那年我13岁,刚从北京转学到东京世田谷区的圣心国际初中(Seishin International Junior High)。说实话,第一天进教室,看到黑板上贴着‘Global Citizenship Week’海报、讲台边摆着联合国儿童基金会日语/英语双语手册时,我特慌——不是怕日语听不懂,而是怕‘国际理解’这四个字,原来不是墙上标语,而是要我自己站起来说出口。

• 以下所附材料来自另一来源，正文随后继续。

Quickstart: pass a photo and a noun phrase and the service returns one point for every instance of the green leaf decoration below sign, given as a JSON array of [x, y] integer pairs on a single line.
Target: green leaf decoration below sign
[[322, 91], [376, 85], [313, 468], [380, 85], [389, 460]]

核心经历:我在‘和平教育课’上讲完中国汶川地震后,全班静了三秒
2024年10月,老师让我们用‘冲突→共情→协作’框架分析一场真实危机。我选了汶川地震,并带了妈妈当年参与志愿者活动的照片打印件。当我用磕绊的日语讲到‘我们没等援助来,先帮邻居挖废墟’时,后排一个日本男生突然举手说:‘你们的“互助”和我们“秩序优先”不一样,但都算勇气。’那一刻我鼻子一酸——不是因为难过,是第一次感到:我的来处,被认真听见了。
坑点拆解:三个我以为‘很国际’,结果差点翻车的细节
- 坑点1:‘跨文化小组’不等于自动友好——分组时我被安排和两名大阪本地生搭档做联合国SDGs提案,结果前两次会议,他们全程用关西腔快速讨论,我插不上话。当时我误以为‘沉默=尊重’,其实该立刻说:‘抱歉,我能请你们放慢一点吗?’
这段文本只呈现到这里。